10. Container ship according to one of claims 1 to 9, in which the stabilizing device (5) with a ship's double bottom (3.3) of the ship's double hull (3) is connected.

11. Container ship according to one of claims 1 to 10, characterized in that an upper belt deck (11) of the stabilizing device (5) is essentially closed and connected at the same level to the main deck (12).

12. Container ship according to one of claims 1 to 11, characterized in that the stabilizing device (5) with the surrounding structure of the hull (2) is integrally connected and / or by means of fastening means.

13. Container ship according to one of claims 1 to 12, characterized in that the stabilizing device (5) and / or a space above it a tank (8) and / or at least one storage device for liquid and / or solid and / or other media and / or comprises at least one storage room for goods and / or at least one team room.

14. Container ship according to one of claims 1 to 13, characterized in that the ship's double hull (3) comprises at least one ballast water tank.

15. Container ship according to one of claims 1 to 14, characterized in that a deck house (9) is arranged above the stabilizing device (5).
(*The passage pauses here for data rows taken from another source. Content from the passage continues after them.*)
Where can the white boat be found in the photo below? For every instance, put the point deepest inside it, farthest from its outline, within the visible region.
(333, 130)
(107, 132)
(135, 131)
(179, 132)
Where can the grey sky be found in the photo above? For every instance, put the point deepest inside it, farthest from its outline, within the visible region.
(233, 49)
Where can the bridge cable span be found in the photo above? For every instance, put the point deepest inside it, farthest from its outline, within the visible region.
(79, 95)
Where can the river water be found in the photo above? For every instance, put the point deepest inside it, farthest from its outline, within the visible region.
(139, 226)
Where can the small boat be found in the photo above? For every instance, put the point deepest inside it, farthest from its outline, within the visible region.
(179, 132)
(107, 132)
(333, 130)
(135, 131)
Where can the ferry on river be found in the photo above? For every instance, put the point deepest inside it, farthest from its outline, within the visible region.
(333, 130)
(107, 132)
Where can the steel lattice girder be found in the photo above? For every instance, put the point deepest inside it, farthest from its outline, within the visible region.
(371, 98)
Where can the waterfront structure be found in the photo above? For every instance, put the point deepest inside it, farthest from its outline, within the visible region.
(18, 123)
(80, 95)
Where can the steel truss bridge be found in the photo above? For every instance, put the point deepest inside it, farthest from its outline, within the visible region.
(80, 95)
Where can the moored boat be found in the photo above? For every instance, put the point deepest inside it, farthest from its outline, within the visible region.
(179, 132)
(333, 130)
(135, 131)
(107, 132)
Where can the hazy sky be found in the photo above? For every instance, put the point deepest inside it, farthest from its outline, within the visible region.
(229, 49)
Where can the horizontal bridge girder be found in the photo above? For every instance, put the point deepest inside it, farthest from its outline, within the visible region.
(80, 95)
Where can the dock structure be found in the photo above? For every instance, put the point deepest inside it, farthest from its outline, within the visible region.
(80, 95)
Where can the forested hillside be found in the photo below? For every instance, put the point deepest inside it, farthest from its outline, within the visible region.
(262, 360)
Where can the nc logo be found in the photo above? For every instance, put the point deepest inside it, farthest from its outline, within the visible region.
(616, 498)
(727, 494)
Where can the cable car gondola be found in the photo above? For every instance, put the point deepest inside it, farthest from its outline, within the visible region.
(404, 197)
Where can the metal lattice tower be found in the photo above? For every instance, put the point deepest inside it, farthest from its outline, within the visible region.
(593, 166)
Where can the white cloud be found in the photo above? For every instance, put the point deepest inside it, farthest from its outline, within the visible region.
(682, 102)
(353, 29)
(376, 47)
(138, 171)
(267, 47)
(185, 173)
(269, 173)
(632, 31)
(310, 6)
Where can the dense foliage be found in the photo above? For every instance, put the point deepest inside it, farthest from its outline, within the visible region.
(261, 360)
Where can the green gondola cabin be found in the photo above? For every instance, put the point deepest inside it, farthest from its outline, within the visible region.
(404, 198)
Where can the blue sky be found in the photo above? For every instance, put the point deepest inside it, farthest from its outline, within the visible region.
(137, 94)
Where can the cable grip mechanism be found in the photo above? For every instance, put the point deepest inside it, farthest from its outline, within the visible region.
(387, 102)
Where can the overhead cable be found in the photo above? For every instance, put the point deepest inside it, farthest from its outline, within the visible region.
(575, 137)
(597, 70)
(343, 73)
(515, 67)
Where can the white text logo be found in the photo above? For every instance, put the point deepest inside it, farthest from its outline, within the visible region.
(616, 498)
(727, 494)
16. Container ship with limited dimensions in length and width for passage of the Panama Canal, in particular according to one of claims 1 to 15, characterized in that for receiving the twelfth row of containers (13) in the width of the ship in the hull (2) of the container ship (1 ) at least one spatial stabilizing device (5) connecting the ship's double hull (3, 3.1, 3.2) is arranged.